Methods and Results: In the present work we present results of a three year’s experiment studying the effect of combining natural green cover and deficit irrigation on soil microbiome, plant water and nutritional status, and grape yield and quality, in two contrasting genotypes. Changes in functional diversity of microbiomes were mainly associated with soil moisture and also changed throughout the vegetative period. Nevertheless, organic matter decomposition assays determined that the maintenance of the cover implies not only a higher rate of decomposition of organic matter but also that a less fraction of it is degraded, favoring the accumulation of carbon in the soil. Under our experimental conditions, green cover reduced plant growth and yield due to an excess of competition for water regardless of genotype.
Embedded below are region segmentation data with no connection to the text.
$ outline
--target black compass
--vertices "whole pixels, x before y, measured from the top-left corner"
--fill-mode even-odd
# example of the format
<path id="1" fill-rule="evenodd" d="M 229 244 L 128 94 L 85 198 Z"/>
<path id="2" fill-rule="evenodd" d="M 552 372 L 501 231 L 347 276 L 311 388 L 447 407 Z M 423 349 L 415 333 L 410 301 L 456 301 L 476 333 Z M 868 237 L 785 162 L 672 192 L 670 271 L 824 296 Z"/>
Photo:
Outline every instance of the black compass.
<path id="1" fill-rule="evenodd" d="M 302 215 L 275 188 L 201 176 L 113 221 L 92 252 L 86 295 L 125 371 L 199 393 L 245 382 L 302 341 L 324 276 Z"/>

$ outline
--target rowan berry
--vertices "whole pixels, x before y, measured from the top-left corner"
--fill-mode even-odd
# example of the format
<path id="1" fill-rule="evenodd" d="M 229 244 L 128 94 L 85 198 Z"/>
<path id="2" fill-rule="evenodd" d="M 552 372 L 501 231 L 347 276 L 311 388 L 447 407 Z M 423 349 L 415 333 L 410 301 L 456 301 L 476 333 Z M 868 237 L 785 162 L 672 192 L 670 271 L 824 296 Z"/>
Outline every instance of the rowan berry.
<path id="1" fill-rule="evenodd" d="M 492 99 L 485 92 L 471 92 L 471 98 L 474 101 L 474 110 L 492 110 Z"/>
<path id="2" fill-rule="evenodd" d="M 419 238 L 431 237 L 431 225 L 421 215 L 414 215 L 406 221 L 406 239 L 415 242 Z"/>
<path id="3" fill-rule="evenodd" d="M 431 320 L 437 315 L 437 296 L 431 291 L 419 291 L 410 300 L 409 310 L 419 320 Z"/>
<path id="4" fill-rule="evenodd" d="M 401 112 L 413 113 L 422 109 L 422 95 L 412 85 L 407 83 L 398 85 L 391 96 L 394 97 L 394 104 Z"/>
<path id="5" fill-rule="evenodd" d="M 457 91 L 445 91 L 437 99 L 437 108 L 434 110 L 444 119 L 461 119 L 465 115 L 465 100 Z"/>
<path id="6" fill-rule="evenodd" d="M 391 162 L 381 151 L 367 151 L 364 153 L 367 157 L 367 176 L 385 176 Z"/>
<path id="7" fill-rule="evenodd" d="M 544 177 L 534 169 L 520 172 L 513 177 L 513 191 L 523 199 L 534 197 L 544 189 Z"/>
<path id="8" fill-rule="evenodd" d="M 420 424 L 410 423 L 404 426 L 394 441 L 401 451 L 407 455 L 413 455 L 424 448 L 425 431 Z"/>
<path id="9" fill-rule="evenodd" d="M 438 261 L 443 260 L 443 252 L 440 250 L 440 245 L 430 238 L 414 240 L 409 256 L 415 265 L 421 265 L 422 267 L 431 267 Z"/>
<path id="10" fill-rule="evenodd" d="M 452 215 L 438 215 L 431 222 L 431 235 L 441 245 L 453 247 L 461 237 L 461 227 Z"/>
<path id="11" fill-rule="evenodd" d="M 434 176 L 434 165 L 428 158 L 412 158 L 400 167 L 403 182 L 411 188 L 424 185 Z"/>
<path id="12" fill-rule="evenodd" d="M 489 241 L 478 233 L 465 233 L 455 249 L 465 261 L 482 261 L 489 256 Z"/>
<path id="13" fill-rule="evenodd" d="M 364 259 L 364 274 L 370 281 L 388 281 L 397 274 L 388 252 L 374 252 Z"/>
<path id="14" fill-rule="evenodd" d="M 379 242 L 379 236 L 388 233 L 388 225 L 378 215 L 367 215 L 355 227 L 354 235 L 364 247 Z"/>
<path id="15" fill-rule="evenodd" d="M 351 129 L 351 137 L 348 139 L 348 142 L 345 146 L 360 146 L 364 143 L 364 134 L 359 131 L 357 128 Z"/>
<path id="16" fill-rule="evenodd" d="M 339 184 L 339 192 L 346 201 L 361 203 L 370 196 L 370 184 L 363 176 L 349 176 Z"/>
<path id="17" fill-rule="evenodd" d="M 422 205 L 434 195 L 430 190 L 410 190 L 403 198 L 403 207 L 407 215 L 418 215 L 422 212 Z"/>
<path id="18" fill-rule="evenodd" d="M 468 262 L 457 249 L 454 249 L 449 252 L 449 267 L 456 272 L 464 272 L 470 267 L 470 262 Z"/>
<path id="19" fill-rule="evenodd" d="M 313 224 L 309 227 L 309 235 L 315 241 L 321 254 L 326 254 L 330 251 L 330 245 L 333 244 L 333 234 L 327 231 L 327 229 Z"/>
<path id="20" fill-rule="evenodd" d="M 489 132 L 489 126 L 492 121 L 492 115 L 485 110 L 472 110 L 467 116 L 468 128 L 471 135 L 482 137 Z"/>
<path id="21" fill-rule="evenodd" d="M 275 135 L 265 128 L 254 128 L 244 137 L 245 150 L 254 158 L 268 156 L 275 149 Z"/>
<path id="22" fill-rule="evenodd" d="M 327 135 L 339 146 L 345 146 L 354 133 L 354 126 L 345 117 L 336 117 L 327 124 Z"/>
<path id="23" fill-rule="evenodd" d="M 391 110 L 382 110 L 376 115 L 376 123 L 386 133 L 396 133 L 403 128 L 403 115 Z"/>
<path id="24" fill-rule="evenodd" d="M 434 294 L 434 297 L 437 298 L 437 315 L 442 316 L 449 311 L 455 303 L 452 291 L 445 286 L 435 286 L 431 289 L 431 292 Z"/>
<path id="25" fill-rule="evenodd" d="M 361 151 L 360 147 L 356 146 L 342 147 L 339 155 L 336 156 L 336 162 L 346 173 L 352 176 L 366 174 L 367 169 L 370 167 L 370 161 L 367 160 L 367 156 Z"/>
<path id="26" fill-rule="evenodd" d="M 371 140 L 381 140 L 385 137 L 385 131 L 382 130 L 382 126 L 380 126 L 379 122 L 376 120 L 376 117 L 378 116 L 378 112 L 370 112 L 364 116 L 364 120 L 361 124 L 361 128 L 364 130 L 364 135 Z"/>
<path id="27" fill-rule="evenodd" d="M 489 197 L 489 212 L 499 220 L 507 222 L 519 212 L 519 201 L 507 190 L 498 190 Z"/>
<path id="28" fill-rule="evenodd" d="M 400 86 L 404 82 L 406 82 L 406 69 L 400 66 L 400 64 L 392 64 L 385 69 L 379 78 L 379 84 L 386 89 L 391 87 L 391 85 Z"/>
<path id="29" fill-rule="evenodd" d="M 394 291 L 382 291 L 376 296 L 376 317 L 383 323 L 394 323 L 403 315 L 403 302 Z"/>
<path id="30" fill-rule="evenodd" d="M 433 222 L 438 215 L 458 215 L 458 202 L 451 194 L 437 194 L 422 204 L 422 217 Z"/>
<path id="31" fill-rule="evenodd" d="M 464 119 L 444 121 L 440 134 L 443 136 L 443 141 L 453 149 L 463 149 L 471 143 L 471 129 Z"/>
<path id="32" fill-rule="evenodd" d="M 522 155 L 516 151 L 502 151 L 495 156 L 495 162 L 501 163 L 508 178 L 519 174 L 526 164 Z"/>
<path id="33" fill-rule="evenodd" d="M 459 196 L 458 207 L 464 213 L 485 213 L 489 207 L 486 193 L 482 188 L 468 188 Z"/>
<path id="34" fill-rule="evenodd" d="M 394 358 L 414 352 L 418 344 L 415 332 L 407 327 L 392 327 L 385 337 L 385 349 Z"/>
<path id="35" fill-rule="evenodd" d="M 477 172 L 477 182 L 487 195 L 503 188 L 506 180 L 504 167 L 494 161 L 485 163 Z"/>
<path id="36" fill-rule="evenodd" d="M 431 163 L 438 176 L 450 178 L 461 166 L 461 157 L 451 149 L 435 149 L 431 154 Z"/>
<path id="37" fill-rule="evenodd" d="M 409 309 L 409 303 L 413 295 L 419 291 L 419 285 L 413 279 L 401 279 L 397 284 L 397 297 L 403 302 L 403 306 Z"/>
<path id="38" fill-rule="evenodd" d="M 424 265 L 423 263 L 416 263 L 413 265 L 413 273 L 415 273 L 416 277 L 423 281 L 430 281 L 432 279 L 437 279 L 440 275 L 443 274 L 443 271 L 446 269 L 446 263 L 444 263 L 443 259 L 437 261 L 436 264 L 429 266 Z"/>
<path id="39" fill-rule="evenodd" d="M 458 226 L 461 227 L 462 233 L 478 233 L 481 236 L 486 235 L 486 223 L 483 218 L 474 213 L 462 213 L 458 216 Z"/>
However, the cover crop had a positive effect on grape quality increasing sugar and phenolic content.
Conclusions:
The maintenance of cover crop in vineyards under semiarid areas such as the Mediterranean basin, generates a balance between positive effects such as the increase of organic C in the soil or the improvement of the quality of the grape and negative effects such as the decrease in the availability of water in the soil or the decline of yields.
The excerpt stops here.